C#のすごいところは、リストを含んでいようがインナークラスを含んでいようが、いとも簡単にシリアライズできてしまったところ。
これは実に驚きました。

うーん、なんて楽なんだ・・・

ポインタがある言語ではクラスや関数が多種類あるけど呼び出し形式もとれるデータ形式も同じだよ、というような場合の処理は関数やメンバ変数へのポインタが大変便利ですが、メモリ管理が自分でできない言語だと多少厄介です。
その点、javaと同様にC#もリフレクションが充実しているようです。
おかげで、メンバ名で直接メンバの値を操作できるような仕組みが実装できました(でもやっぱりポインタのほうが分かりやすいなぁ・・・)。

たとえば、

public class foo{
  public bar piyo ;
  public foo(){
    piyo = new bar();
  }
  public class bar{
    public int hoge;
  }
}

なクラスに"piyo.hoge"というメンバに"文字列で"アクセスしたいなぁ、といったときに

float getValueFromMemberName( object topobj, string member )
{
string[] arrays = member.Split( '.' );
object obj = topobj;
for ( int i = 0 ; i < arrays.Length ; i++ )
{
Type t = obj.GetType();
obj = t.InvokeMember( arrays[i], System.Reflection.BindingFlags.GetField, null, obj, null );
}
return (float)Convert.ChangeType( obj, typeof( float ) );
}
という関数をでっち上げて、topobjに new foo() したオブジェクトを指定して、memberに文字列で"piyo.hoge"と指定してやると、hogeの値が(intなのに)floatで頂戴できるという寸法。
まあ、ポインタが使えない苦肉の策なんですけども、javaとかC#のような言語ならではですねえ。

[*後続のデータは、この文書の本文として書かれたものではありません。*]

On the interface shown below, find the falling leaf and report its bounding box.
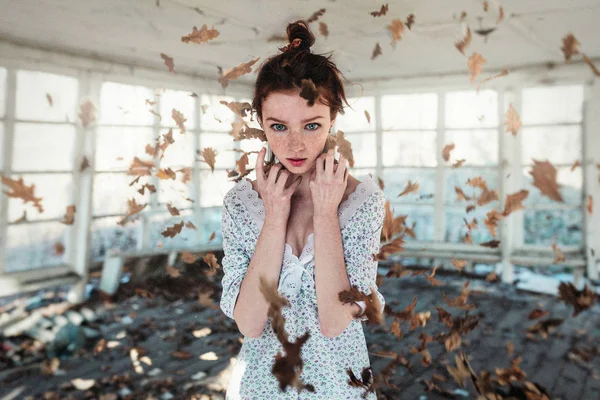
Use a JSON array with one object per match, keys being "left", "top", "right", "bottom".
[
  {"left": 552, "top": 242, "right": 565, "bottom": 264},
  {"left": 468, "top": 52, "right": 486, "bottom": 83},
  {"left": 442, "top": 143, "right": 454, "bottom": 161},
  {"left": 371, "top": 42, "right": 383, "bottom": 60},
  {"left": 161, "top": 221, "right": 184, "bottom": 238},
  {"left": 369, "top": 4, "right": 389, "bottom": 17},
  {"left": 529, "top": 159, "right": 564, "bottom": 202},
  {"left": 504, "top": 103, "right": 521, "bottom": 136},
  {"left": 181, "top": 24, "right": 219, "bottom": 44},
  {"left": 560, "top": 33, "right": 580, "bottom": 62},
  {"left": 60, "top": 204, "right": 76, "bottom": 225},
  {"left": 160, "top": 53, "right": 175, "bottom": 73},
  {"left": 200, "top": 147, "right": 218, "bottom": 172},
  {"left": 171, "top": 109, "right": 187, "bottom": 134},
  {"left": 306, "top": 8, "right": 326, "bottom": 23},
  {"left": 319, "top": 22, "right": 329, "bottom": 37},
  {"left": 396, "top": 181, "right": 419, "bottom": 197},
  {"left": 406, "top": 14, "right": 415, "bottom": 30},
  {"left": 387, "top": 19, "right": 404, "bottom": 44},
  {"left": 1, "top": 176, "right": 44, "bottom": 213},
  {"left": 454, "top": 26, "right": 473, "bottom": 55},
  {"left": 218, "top": 57, "right": 260, "bottom": 88},
  {"left": 79, "top": 99, "right": 96, "bottom": 128}
]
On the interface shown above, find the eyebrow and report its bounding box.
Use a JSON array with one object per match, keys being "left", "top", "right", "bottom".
[{"left": 266, "top": 115, "right": 325, "bottom": 124}]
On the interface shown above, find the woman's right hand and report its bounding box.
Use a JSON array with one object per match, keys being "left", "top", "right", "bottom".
[{"left": 255, "top": 147, "right": 302, "bottom": 224}]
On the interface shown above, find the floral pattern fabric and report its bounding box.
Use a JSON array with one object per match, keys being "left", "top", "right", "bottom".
[{"left": 220, "top": 175, "right": 385, "bottom": 400}]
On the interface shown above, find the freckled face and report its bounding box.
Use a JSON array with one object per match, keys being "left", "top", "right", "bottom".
[{"left": 261, "top": 90, "right": 334, "bottom": 174}]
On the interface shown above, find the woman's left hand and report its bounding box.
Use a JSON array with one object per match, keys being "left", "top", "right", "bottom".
[{"left": 308, "top": 149, "right": 348, "bottom": 216}]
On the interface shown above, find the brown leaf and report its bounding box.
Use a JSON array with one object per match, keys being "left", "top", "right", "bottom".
[
  {"left": 79, "top": 99, "right": 96, "bottom": 128},
  {"left": 60, "top": 204, "right": 76, "bottom": 225},
  {"left": 181, "top": 24, "right": 219, "bottom": 44},
  {"left": 386, "top": 19, "right": 404, "bottom": 44},
  {"left": 529, "top": 160, "right": 564, "bottom": 202},
  {"left": 468, "top": 52, "right": 486, "bottom": 83},
  {"left": 442, "top": 143, "right": 455, "bottom": 161},
  {"left": 454, "top": 26, "right": 473, "bottom": 55},
  {"left": 200, "top": 147, "right": 218, "bottom": 172},
  {"left": 560, "top": 32, "right": 580, "bottom": 62},
  {"left": 0, "top": 175, "right": 44, "bottom": 213},
  {"left": 369, "top": 4, "right": 389, "bottom": 17},
  {"left": 161, "top": 221, "right": 184, "bottom": 238},
  {"left": 371, "top": 42, "right": 383, "bottom": 60},
  {"left": 218, "top": 57, "right": 260, "bottom": 88},
  {"left": 161, "top": 53, "right": 175, "bottom": 73}
]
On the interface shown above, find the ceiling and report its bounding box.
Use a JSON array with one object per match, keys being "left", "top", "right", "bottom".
[{"left": 0, "top": 0, "right": 600, "bottom": 82}]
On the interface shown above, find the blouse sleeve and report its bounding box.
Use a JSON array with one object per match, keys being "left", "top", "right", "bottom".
[
  {"left": 346, "top": 191, "right": 385, "bottom": 321},
  {"left": 220, "top": 202, "right": 250, "bottom": 319}
]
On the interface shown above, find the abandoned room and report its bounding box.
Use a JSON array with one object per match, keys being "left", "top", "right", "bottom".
[{"left": 0, "top": 0, "right": 600, "bottom": 400}]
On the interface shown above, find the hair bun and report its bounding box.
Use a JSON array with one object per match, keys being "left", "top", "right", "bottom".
[{"left": 286, "top": 20, "right": 315, "bottom": 51}]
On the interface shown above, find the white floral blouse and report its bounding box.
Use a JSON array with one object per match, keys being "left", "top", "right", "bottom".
[{"left": 220, "top": 175, "right": 385, "bottom": 400}]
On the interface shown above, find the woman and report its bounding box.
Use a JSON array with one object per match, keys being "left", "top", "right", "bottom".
[{"left": 220, "top": 21, "right": 385, "bottom": 400}]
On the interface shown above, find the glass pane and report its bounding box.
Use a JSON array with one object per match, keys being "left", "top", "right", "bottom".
[
  {"left": 0, "top": 67, "right": 6, "bottom": 118},
  {"left": 8, "top": 174, "right": 72, "bottom": 222},
  {"left": 91, "top": 217, "right": 141, "bottom": 260},
  {"left": 196, "top": 133, "right": 237, "bottom": 169},
  {"left": 522, "top": 167, "right": 583, "bottom": 206},
  {"left": 5, "top": 222, "right": 69, "bottom": 272},
  {"left": 200, "top": 95, "right": 235, "bottom": 132},
  {"left": 92, "top": 173, "right": 152, "bottom": 215},
  {"left": 392, "top": 203, "right": 435, "bottom": 242},
  {"left": 336, "top": 97, "right": 375, "bottom": 132},
  {"left": 521, "top": 85, "right": 583, "bottom": 125},
  {"left": 524, "top": 208, "right": 583, "bottom": 248},
  {"left": 444, "top": 129, "right": 498, "bottom": 166},
  {"left": 445, "top": 90, "right": 498, "bottom": 128},
  {"left": 520, "top": 125, "right": 582, "bottom": 165},
  {"left": 381, "top": 93, "right": 438, "bottom": 131},
  {"left": 198, "top": 207, "right": 223, "bottom": 244},
  {"left": 95, "top": 127, "right": 154, "bottom": 171},
  {"left": 16, "top": 71, "right": 79, "bottom": 122},
  {"left": 444, "top": 168, "right": 498, "bottom": 208},
  {"left": 383, "top": 168, "right": 435, "bottom": 204},
  {"left": 148, "top": 210, "right": 198, "bottom": 249},
  {"left": 383, "top": 131, "right": 437, "bottom": 167},
  {"left": 345, "top": 133, "right": 377, "bottom": 167},
  {"left": 444, "top": 203, "right": 500, "bottom": 245},
  {"left": 100, "top": 82, "right": 157, "bottom": 125},
  {"left": 200, "top": 170, "right": 237, "bottom": 207},
  {"left": 158, "top": 178, "right": 196, "bottom": 209},
  {"left": 12, "top": 123, "right": 75, "bottom": 171},
  {"left": 160, "top": 129, "right": 200, "bottom": 168},
  {"left": 160, "top": 90, "right": 196, "bottom": 131}
]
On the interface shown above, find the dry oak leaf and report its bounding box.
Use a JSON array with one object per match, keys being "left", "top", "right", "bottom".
[
  {"left": 0, "top": 175, "right": 44, "bottom": 213},
  {"left": 560, "top": 33, "right": 581, "bottom": 62},
  {"left": 442, "top": 143, "right": 455, "bottom": 161},
  {"left": 504, "top": 103, "right": 522, "bottom": 136},
  {"left": 468, "top": 52, "right": 487, "bottom": 83},
  {"left": 159, "top": 53, "right": 175, "bottom": 73},
  {"left": 386, "top": 19, "right": 404, "bottom": 44},
  {"left": 396, "top": 181, "right": 419, "bottom": 197},
  {"left": 200, "top": 147, "right": 218, "bottom": 172},
  {"left": 529, "top": 159, "right": 564, "bottom": 202},
  {"left": 218, "top": 57, "right": 260, "bottom": 88},
  {"left": 181, "top": 24, "right": 219, "bottom": 44},
  {"left": 60, "top": 204, "right": 76, "bottom": 225}
]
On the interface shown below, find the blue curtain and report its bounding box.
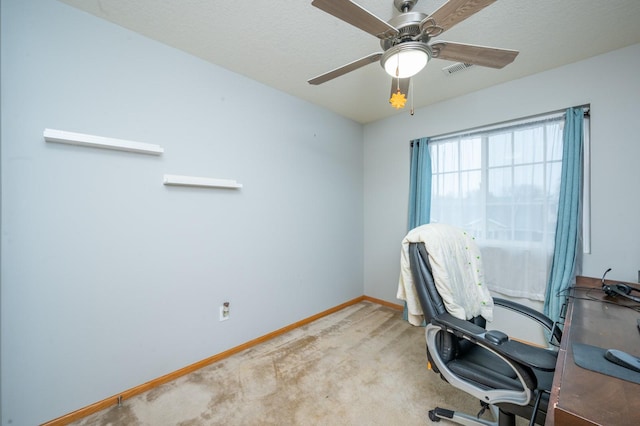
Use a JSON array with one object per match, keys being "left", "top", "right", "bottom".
[
  {"left": 544, "top": 108, "right": 584, "bottom": 321},
  {"left": 407, "top": 138, "right": 431, "bottom": 231},
  {"left": 402, "top": 138, "right": 431, "bottom": 325}
]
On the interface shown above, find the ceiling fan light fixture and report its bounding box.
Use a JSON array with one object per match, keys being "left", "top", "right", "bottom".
[{"left": 380, "top": 41, "right": 431, "bottom": 78}]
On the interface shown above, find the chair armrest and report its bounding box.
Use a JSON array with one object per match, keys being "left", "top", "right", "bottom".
[
  {"left": 493, "top": 297, "right": 562, "bottom": 342},
  {"left": 431, "top": 313, "right": 557, "bottom": 371}
]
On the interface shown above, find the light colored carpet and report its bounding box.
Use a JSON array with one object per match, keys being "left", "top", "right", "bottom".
[{"left": 74, "top": 302, "right": 488, "bottom": 426}]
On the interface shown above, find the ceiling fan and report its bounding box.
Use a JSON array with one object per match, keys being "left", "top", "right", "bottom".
[{"left": 308, "top": 0, "right": 519, "bottom": 108}]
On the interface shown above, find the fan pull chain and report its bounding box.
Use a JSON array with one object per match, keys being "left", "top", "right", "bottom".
[{"left": 407, "top": 78, "right": 416, "bottom": 116}]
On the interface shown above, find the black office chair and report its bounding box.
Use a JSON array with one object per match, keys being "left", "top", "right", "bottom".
[{"left": 409, "top": 233, "right": 562, "bottom": 426}]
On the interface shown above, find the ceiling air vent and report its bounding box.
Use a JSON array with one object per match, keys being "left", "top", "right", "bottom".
[{"left": 442, "top": 62, "right": 473, "bottom": 75}]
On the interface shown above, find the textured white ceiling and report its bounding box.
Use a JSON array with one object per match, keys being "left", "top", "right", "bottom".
[{"left": 60, "top": 0, "right": 640, "bottom": 123}]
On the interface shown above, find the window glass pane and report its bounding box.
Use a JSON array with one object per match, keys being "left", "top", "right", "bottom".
[
  {"left": 422, "top": 112, "right": 564, "bottom": 300},
  {"left": 460, "top": 138, "right": 482, "bottom": 170},
  {"left": 485, "top": 202, "right": 513, "bottom": 241},
  {"left": 438, "top": 142, "right": 459, "bottom": 172},
  {"left": 513, "top": 127, "right": 544, "bottom": 164},
  {"left": 460, "top": 170, "right": 482, "bottom": 199},
  {"left": 487, "top": 133, "right": 513, "bottom": 167},
  {"left": 513, "top": 164, "right": 545, "bottom": 200},
  {"left": 487, "top": 167, "right": 512, "bottom": 200}
]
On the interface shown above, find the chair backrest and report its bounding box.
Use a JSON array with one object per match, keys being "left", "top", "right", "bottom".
[{"left": 409, "top": 243, "right": 486, "bottom": 362}]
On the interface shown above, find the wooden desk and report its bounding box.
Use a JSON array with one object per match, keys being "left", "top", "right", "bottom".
[{"left": 545, "top": 277, "right": 640, "bottom": 426}]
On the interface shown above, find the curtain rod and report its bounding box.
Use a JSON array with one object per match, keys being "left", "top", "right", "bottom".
[{"left": 420, "top": 104, "right": 591, "bottom": 145}]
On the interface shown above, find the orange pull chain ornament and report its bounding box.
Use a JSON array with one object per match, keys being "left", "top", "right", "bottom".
[
  {"left": 389, "top": 89, "right": 407, "bottom": 109},
  {"left": 389, "top": 64, "right": 407, "bottom": 109}
]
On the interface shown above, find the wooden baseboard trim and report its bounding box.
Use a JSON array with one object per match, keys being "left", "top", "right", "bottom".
[
  {"left": 42, "top": 296, "right": 402, "bottom": 426},
  {"left": 362, "top": 296, "right": 404, "bottom": 311}
]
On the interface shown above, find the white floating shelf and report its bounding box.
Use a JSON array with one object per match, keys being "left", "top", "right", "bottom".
[
  {"left": 164, "top": 175, "right": 242, "bottom": 189},
  {"left": 44, "top": 129, "right": 164, "bottom": 155}
]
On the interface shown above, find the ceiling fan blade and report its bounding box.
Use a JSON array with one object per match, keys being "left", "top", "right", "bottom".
[
  {"left": 311, "top": 0, "right": 398, "bottom": 39},
  {"left": 428, "top": 0, "right": 496, "bottom": 32},
  {"left": 389, "top": 77, "right": 411, "bottom": 98},
  {"left": 431, "top": 41, "right": 520, "bottom": 68},
  {"left": 309, "top": 52, "right": 382, "bottom": 85}
]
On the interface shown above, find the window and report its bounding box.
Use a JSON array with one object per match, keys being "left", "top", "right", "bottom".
[{"left": 429, "top": 115, "right": 564, "bottom": 300}]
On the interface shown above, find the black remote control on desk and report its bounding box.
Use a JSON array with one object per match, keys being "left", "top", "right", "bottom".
[{"left": 604, "top": 349, "right": 640, "bottom": 373}]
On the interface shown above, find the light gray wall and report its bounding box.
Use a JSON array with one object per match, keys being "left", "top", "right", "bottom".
[
  {"left": 364, "top": 45, "right": 640, "bottom": 310},
  {"left": 1, "top": 0, "right": 363, "bottom": 425}
]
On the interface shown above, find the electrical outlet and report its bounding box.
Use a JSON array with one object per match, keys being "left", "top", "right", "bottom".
[{"left": 220, "top": 302, "right": 230, "bottom": 321}]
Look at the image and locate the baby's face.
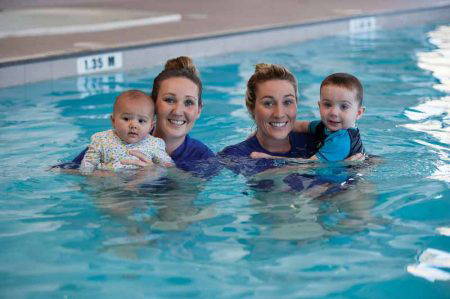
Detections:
[318,84,364,132]
[111,98,155,144]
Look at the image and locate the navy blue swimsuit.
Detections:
[217,132,348,195]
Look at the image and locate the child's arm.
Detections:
[80,135,101,175]
[152,137,175,167]
[294,120,309,133]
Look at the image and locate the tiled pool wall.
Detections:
[0,5,450,87]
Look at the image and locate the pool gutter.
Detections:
[0,2,450,87]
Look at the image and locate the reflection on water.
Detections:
[404,26,450,182]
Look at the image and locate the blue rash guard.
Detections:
[217,132,351,195]
[53,135,219,178]
[308,121,364,161]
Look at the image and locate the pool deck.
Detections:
[0,0,450,87]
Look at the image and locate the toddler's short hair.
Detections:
[113,89,153,111]
[320,73,364,106]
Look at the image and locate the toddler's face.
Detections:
[318,84,364,131]
[111,98,154,144]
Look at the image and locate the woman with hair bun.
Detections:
[65,56,217,176]
[219,63,315,175]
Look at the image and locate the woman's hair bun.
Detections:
[164,56,199,76]
[255,63,273,73]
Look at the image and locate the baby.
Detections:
[251,73,365,161]
[80,90,173,174]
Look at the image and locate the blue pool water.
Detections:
[0,24,450,298]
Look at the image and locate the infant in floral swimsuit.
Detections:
[80,90,173,174]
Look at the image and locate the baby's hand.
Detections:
[120,150,154,168]
[250,152,273,159]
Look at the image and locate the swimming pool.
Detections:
[0,24,450,298]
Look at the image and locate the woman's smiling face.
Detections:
[252,80,297,141]
[155,77,201,139]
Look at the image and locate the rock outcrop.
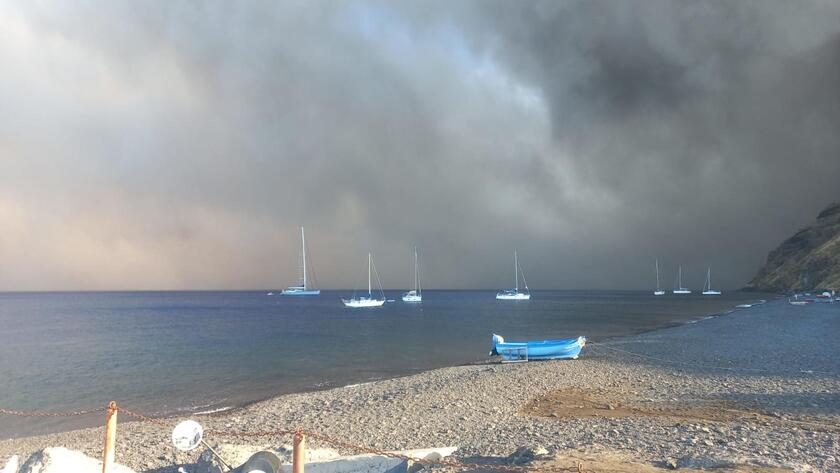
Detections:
[747,202,840,292]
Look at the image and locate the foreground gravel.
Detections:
[0,301,840,473]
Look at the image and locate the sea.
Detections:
[0,290,772,438]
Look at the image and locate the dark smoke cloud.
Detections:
[0,1,840,290]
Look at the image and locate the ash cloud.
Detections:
[0,1,840,290]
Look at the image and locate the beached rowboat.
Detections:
[490,334,586,361]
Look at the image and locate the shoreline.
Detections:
[0,301,840,473]
[139,296,784,430]
[0,296,784,442]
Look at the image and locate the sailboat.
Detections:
[341,253,385,308]
[496,250,531,301]
[673,266,691,294]
[403,246,423,302]
[653,260,665,296]
[282,227,321,296]
[703,268,720,296]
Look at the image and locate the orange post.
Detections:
[292,432,306,473]
[102,401,118,473]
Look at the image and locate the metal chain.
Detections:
[0,406,108,417]
[113,407,584,473]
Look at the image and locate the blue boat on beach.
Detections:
[490,333,586,361]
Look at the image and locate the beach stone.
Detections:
[20,447,135,473]
[195,444,340,473]
[507,445,548,465]
[0,455,19,473]
[677,456,735,469]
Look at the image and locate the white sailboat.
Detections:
[703,268,720,296]
[403,246,423,302]
[653,260,665,296]
[282,227,321,296]
[496,250,531,301]
[673,266,691,294]
[341,253,385,308]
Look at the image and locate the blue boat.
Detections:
[490,334,586,361]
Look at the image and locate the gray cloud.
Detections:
[0,1,840,290]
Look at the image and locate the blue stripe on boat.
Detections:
[490,335,586,361]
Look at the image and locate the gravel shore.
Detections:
[0,300,840,473]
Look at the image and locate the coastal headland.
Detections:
[0,300,840,473]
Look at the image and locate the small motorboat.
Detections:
[490,333,586,361]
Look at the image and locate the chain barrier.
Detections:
[0,406,108,417]
[0,406,585,473]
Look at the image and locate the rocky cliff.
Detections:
[748,202,840,292]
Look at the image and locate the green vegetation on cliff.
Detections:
[748,202,840,292]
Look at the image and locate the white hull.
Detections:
[280,288,321,296]
[341,299,385,309]
[402,246,423,304]
[403,293,423,302]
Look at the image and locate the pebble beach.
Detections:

いまだにCSLのライブラリ群のドキュメントを見つけられていないんですが、VisualStudioのオブジェクトブラウザでメソッドやクラスを眺めているだけでだいたい見当がついちゃったのはこの手の言語ならではでしょうね。

基本的な表示とセーブデータへの私のmod固有のデータのセーブ・ロード方法が分かったので、あとはきちんとUIを作るだけになりました。
ドキュメントが全然ないフレームワークに乗っかっても1日でここまで来るとは思いにもよりませんでした。

あとは、同じようなmodが先に公開されませんように祈りつつコーディング作業を急がなくては。。。